The question becomes one of to what extent is is no longer possible to limit workforce replacements to a small enough percentage that it's beneficial to the overall economy.
No, it doesn't. The problem isn't of how much, but how much per unit time; if the question becomes how much, implement complete and total communism, because you have entered a post-scarcity economy and everyone has so much money they can't find any way to spend it all.
We roll the dice you're stumbling over every once in a while. The last bad one was the Industrial Age, where we had 70% unemployment for 60 years; it sucked.
The last good one was the Information Age, where we replaced mostly clerks in offices managing paper document stores so large that an ever-expanding army of clerks couldn't do it--that is, you may hire 2000 clerks to handle 2000 times as many leases and contracts, but your workforce isn't going to handle the workload anyway, and your business is going to collapse under its own weight; the Information Age (computers) solved this by making it POSSIBLE to expand industries that desperately wanted to grow, not by throwing out massive numbers of jobs and then trying to make up new markets.
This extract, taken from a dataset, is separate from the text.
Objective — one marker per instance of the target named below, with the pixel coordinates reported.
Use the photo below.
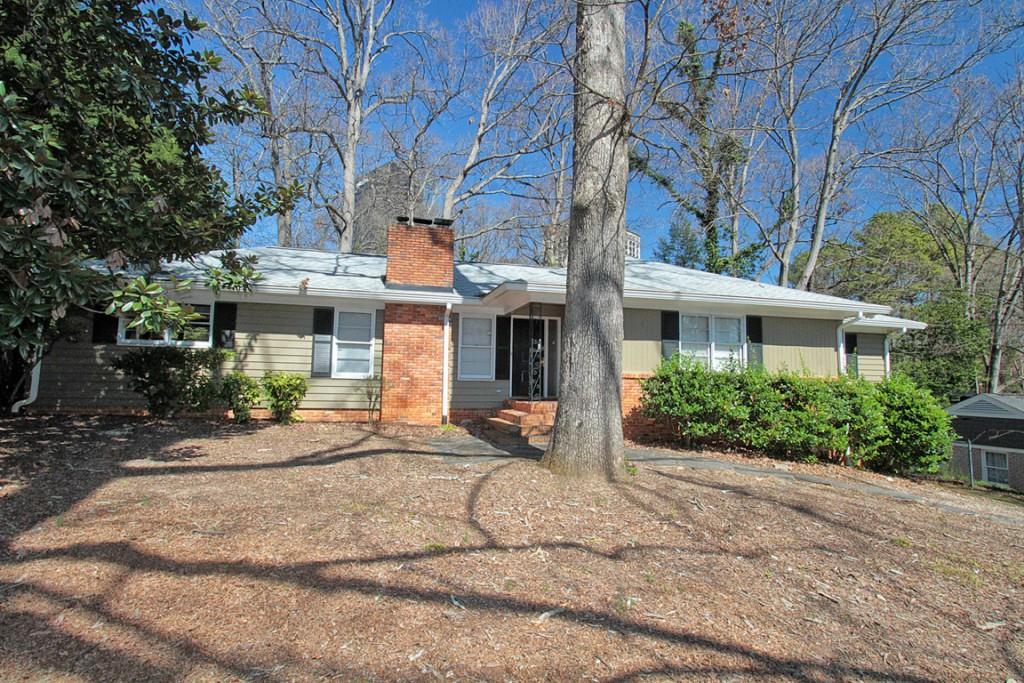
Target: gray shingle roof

New markets came rapidly because new jobs in existing markets showed up everywhere, and everyone got friggin' rich.
The next one is the automation age; it resembles the industrial revolution more than the information age, and will sharply create a 50%-ish drop in employment in industries which are not hitting walls trying to expand. Those industries are sized for the demand, and won't explosively grow; new jobs won't rapidly appear over night due to automation, and so the turn-over won't magic up so much wealth as to expand the middle class and create new markets out of nothing.
I think that eventually we'll reach a point where there's enough material wealth generated through automation that everyone can be given food, shelter, and clothing at no cost
Automation won't do it. The core problem is energy scarcity; we can transmute any material into any other material through energy-expensive processes, so we are capable of using millions of times more energy than we currently produce or consume. A dyson sphere completely enclosing the sun and using modern parabolic reflector sterling engines at 39% efficiency would generate 13,000 TRILLION times as much energy as we use now, and would end us into an unknown post-scarcity economy as you suggest; however, I don't project the specifics being something I can simply describe, and don't attempt to do so. It may not instantly create a utopia; it will create the economic situation prerequisite for a utopia.
As for today, a capitalist solution works. For just a hair below the cost of our current welfare system in America, we can create a capitalist feedback loop that supplies everyone food, shelter, clothing, utilities, clean water, and so forth. Any business participating in the supply side will make billions in pure profit, so somebody will do so; as for the incentive to work, I specify everyone (even Warren Buffet) gets the Dividend payment each month, and so employment carries no risk of losing welfare benefits, nor reduction in benefits, and so a job is always an improvement in your financial situation. Incentive.
Solving poverty wasn't a difficult problem.